About 2.2 million Internet users pledged more than $300 million toward various projects this year on the crowdfunding site Kickstarter, well-known for connecting artists, developers and designers to large groups of small contributors.
Of the 2.2 million who backed a project, a small segment — about 50,000 users — backed 10 or more projects. Across all project categories, such as technology and food, backers pledged the most ($83 million) toward games, featuring independently created computer games.
Seventeen projects on the site raised more than $1 million — a fact which could hint at the future success of crowdfunding, said industry analyst Carl Esposti. Many of these highly funded campaigns, such as the Pebble E-Watch, a water resistant digital watch, feature tangible consumer products about which backers were particularly enthusiastic, he said.
“These campaigns are raising the equivalent of Series A and Series B funding, without having to give equity away,” Esposti said.

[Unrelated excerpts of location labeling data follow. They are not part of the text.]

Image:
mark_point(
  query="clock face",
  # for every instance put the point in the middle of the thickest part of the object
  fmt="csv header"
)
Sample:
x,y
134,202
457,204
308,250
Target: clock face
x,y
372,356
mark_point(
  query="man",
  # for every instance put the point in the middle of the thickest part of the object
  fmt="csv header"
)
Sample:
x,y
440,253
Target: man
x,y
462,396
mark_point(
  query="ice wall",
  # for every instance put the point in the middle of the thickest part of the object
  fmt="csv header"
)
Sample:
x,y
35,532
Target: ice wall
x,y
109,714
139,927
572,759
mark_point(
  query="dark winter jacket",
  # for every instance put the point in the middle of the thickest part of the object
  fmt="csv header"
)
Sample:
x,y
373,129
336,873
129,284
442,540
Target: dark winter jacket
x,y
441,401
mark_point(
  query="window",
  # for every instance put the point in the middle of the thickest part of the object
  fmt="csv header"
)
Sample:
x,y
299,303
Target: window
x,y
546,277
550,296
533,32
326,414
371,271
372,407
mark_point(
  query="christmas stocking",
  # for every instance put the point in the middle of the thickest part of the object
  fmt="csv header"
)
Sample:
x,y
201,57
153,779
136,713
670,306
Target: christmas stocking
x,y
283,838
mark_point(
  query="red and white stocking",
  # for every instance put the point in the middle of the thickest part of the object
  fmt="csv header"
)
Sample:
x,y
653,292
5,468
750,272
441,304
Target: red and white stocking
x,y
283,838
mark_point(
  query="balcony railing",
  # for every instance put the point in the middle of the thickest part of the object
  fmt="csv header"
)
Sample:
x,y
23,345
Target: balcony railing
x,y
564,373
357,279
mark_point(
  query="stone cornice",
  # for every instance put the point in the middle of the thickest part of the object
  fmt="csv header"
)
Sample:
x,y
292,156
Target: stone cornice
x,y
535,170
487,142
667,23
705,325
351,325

Though Kickstarter has stated it does not plan to participate in equity-based crowdfunding, many other platforms are poised to allow start-ups to sell small stakes to large groups of investors, once the Securities and Exchange Commission draws up regulations for the practice. The SEC has already missed deadlines for presenting drafts, but it is expected to deliver regulations this year.
Despite its success, this new model of raising capital is “substantially outpace[d]” by traditional angel investments, according to Daniel Gorfine, Director of Special Projects and Legal Counsel for the Milken Institute, an economic think tank based in Santa Monica, Calif.
He noted that by some estimates, U.S. angel investments exceeded $20 billion last year — but that numbers like Kickstarter’s are “becoming meaningful in the context of capital access for start-ups and small businesses.”